I guess by now everyone knows I love to bake.  Not only do I like to eat sweets, but I also get intrigued by how different ingredients work or not work together and the Science behind it. Yes, baking is an edible Science experiment ! And I have so much fun with these “Science projects” !  Vegan baking is even more interesting ! You don’t have your eggs to bind things together, you don’t have your dairy nor butter for nice creamy texture and rich flavours.  But there are actually many great alternatives and I realize I have a lot more to learn. This is the first time I bake with spelt flour.
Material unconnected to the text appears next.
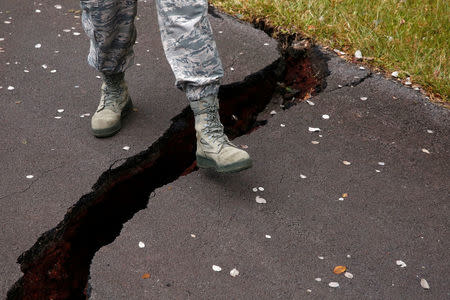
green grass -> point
(409, 36)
It can be used instead of whole wheat flour. It has a finer texture and a milder taste which I like.  For the roasted pecans, you won’t need the whole batch for the muffins, save the rest for a healthy snack !

Makes about 12 muffins

For the roasted pecans 

  • 100 g pecans
  • 1 tablespoon maple syrup 
  • 1/2 tablespoon vegetable oil
  • Pinch of salt 
  1. Preheat oven to 350°F
  2. Coat pecans with rest of ingredients 
  3. Bake for about 10 minutes, stirring once in between Maple Roasted Pecans

For the muffins

  • 225 g spelt flour
  • 1+1/2 teaspoon baking powder 
  • 1/2 teaspoon baking soda 
  • 1/4 teaspoon salt
  • 1/2 teaspoon ground cinnamon 
  • 60 g demerara or brown sugar 
  • 150 g unsweetened apple sauce 
  • 120 mL vegetable oil 
  • 60 mL unsweetened almond milk 
  • 2 tablespoons maple syrup 
  • 1 teaspoon pure vanilla extract 
  • 200 g grated carrots 
  • 30 g maple roasted pecans, crushed 
  1. Preheat oven to 350°F
  2. Sift together flour, baking powder, baking soda, salt and cinnamon 
  3. Mix in sugar 
  4. Stir in other wet ingredients
  5. Stir in grated carrots 
  6. Spoon into lightly greased paper or silicone muffin cups (you can fill them up a little fuller, as they don’t rise as much)
  7. Sprinkle crushed maple pecans on top 
  8. Bake in muffin tins for 25-30 minutes Carrot Spelt Muffins with Maple Roasted Pecans (Vegan)

Bran Frozen Yoghurt Cups

During the summer, when my kids are at home, they are always hungry, especially my son. I feel like I am feeding him constantly ! So, I like healthy snacks that are easy to make and can be prepared ahead of time. This recipe is really simple, even the kids can do it ! You probably already have all the ingredients at home and what I’ve made is very basic. You can choose your cereal, yoghurt and fruits. I am sure the kids would enjoy making and eating them ! I eat them after my workouts too !

Makes about 12 mini cups 

  • 50 g bran flakes 
  • 1 tablespoon honey (depends how sweet your cereal is)
  • 1+1/2 tablespoons melted coconut oil 
  • 250 g vanilla-flavoured Greek yoghurt 
  • 50-100 g fresh or frozen fruits (I used fresh strawberries, blueberries and kiwi)
  1. Crush bran flakes into small pieces 
  2. Mix in honey and coconut oil 
  3. Spoon about 1-2 teaspoons into each small silicone cup and press down firmly to form base 
  4. Place in freezer for about 20 minutes to harden
  5. Spoon in yoghurt, then top with fresh fruits
  6. Freeze until set

 

 

Strawberry Banana Quinoa Smoothie (Vegan)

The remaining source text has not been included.